Early Latin-Arabic edition of pre-Islamic poetry

Zuhair ibn Abi Sulma. Zohairi carmen templi Meccani foribus appensum nunc primum ex codice Leidensi Arabice editum Latine conversum et notis illustratum.

Leipzig, Breitkopf, 1792.

4to (207 x 245 mm). (2), 70 pp. 19th century red morocco-backed boards, ruled in gilt.


A Latin and Arabic edition of one of the most famous pre-Islamic poets of the Arab world, Zuhair ibn Abi Sulma (ca. 520-609), featuring an interesting example of 18th century European typesetting of Arabic.

Zuhair was a member of the Banu Muzaina and is referred to as one of the seven so-called Hanged Poets whose work was, per legend, hung in honour at the Kaaba in Mecca.

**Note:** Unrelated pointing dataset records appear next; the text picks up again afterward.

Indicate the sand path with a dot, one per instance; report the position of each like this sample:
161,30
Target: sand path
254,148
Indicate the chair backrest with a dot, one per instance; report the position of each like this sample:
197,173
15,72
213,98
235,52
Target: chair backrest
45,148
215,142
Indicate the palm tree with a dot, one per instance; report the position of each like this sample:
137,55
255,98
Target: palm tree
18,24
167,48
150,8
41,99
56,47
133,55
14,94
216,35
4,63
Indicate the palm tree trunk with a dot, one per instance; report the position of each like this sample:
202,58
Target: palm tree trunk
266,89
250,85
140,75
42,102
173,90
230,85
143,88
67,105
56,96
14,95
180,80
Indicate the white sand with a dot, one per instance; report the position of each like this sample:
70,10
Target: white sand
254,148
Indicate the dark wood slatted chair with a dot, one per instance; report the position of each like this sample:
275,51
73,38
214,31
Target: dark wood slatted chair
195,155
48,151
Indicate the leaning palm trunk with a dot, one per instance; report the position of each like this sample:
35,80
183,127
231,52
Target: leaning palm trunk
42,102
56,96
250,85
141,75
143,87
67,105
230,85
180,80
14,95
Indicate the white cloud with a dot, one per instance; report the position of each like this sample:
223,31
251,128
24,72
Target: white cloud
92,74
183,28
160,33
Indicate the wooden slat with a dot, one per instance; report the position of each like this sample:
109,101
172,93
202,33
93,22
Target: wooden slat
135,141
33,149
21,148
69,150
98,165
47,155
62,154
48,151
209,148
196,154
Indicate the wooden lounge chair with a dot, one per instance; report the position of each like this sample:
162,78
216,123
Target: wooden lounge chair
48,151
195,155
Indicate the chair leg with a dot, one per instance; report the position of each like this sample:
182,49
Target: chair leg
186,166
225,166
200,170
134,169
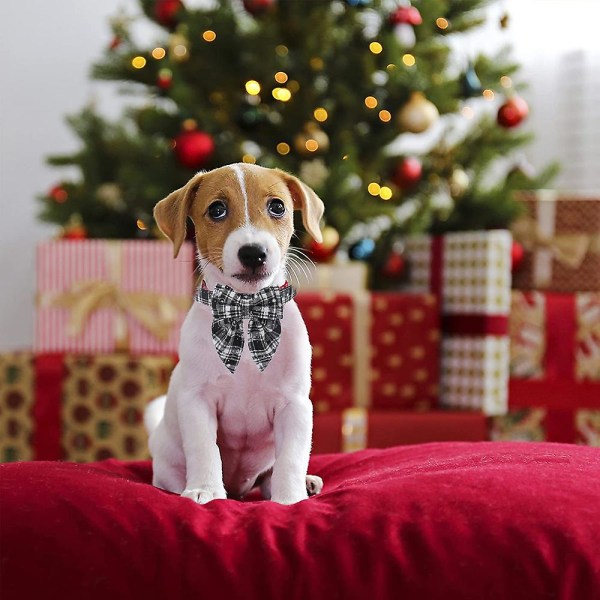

Zuhair's poems are consequently found in the collection Mu'allaqat ("the Suspended"), excerpted here. His Mu'allaqat poems were on the subject of tribal relations, composed on the occasion of the reconciliation of the Abs and the Dhobyan and in honour of the mediators who worked to conclude the peace.

The editor of this work was German Protestant theologian Ernst Friedrich Karl Rosenmüller (1768-1835), and it was partly on the strength of this particular edition and translation, which also includes extensive notes in Latin, that Rosenmüller made his reputation as a scholar of the Arabic language, the study of which he promoted assiduously as a professor at the University of Leipzig.

Light exterior soiling and slight dampstaining. With the library stamps of the École Sainte-Geneviève and the Maison Saint-Louis in Jersey, Great Britain.


Schnurrer p. 197f., no. 205. OCLC 7481861. Cf. GAL S I, 47f., 4.